Published in the journal PLOS ONE, the study has made sense of a specific complex sequence of interactions between genes and proteins (known as a molecular pathway) that has become permanently ‘switched on’ in pancreatic cancer, promoting accelerated tumour growth.
The team believes that their findings offer a potential new target for drugs to help subdue or block the pathway, and suggest that treatment could involve the use of the drug bortezomib, which is already approved for use in treating several human blood cancers.
A key feature of pancreatic cancer is increased activity of a protein called NF-kB, which is known to play a role in switching on genes that keep cancer cells growing unchecked. There are two pathways by which NF-kB can be activated, known as the classical pathway and the alternative pathway. Although both of these are active in pancreatic cancer, they work in different ways.
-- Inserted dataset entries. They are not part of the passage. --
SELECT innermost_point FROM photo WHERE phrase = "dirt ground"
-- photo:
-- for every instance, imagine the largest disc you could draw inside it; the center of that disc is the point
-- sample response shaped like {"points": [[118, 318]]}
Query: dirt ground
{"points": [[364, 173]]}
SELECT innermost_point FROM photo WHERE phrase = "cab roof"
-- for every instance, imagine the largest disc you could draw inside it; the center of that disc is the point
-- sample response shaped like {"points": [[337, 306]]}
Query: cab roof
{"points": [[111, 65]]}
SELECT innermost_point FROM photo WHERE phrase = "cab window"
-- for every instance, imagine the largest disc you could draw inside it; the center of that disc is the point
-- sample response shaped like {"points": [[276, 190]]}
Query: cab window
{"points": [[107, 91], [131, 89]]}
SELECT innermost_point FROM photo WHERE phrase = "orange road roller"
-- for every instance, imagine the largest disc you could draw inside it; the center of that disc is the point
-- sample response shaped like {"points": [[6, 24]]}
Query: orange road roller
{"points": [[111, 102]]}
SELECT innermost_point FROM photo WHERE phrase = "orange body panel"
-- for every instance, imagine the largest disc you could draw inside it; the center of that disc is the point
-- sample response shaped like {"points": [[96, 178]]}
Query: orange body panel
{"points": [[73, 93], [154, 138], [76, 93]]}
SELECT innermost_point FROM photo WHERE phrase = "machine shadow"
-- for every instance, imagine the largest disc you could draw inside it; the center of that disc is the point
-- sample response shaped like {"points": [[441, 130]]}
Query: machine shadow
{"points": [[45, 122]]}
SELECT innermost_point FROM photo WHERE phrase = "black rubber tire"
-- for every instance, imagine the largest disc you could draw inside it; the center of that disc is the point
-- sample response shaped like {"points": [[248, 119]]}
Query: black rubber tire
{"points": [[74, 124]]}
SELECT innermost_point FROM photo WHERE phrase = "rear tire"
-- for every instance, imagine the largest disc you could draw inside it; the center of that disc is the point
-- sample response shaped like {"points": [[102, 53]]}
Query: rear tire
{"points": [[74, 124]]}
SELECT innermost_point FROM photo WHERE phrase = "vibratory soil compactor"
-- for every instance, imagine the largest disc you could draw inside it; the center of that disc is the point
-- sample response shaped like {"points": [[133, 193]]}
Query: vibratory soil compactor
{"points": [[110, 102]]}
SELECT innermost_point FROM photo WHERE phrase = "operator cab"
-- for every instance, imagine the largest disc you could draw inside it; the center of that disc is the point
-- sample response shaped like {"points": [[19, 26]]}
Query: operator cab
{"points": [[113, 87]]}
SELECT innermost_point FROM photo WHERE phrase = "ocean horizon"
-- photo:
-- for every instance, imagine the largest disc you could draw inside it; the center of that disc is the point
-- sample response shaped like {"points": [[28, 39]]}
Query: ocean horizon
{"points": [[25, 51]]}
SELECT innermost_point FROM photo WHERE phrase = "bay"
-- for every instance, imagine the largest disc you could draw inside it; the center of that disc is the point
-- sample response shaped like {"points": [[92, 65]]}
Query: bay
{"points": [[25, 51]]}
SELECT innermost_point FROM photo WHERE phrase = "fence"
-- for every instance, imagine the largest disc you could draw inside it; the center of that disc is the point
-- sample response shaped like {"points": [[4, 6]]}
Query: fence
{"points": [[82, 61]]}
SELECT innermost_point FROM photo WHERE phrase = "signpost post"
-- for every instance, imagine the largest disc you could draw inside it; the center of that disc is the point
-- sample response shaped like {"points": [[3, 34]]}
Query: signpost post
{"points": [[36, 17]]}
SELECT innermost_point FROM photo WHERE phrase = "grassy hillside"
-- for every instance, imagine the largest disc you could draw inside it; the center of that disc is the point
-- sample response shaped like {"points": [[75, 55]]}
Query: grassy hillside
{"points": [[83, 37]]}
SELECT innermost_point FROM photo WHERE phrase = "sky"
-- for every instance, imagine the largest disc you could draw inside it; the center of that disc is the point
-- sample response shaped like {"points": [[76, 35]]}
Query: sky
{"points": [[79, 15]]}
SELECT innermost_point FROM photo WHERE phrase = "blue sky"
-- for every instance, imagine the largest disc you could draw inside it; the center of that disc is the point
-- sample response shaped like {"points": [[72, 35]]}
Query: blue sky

When the researchers examined the NF-kB alternative pathway, they found that the increased activity of NF-kB was caused by the normal defences – a protein known as TRAF2 which protects cells from unregulated growth, being suppressed. They also found higher levels of other molecules becoming involved in the alternative pathway.
They tested this discovery in 55 human samples of pancreatic cancer and found that in over two thirds of these, the protective protein TRAF2 wasn’t working properly.
Loss of TRAF2 promotes fast growth of pancreatic tumours and correlates with increased aggressiveness, said study leader Dr Peter Storz, a biochemist and molecular biologist from the Mayo Clinic. He added: "Targeting this pathway to decrease the proliferation of cancer cells may represent a new strategy for pancreatic cancer therapy."
Dr Storz said that using a combination of chemotherapy, bortezomib and other inhibitors of molecules activated along the pathway may help pancreatic cancer patients.
"Of course, this hypothesis requires extensive clinical testing, but our findings offer a new direction to investigate in improving treatment of pancreatic cancer," he said.
The study was funded by grants from the American Association for Cancer Research and the National Institutes of Health.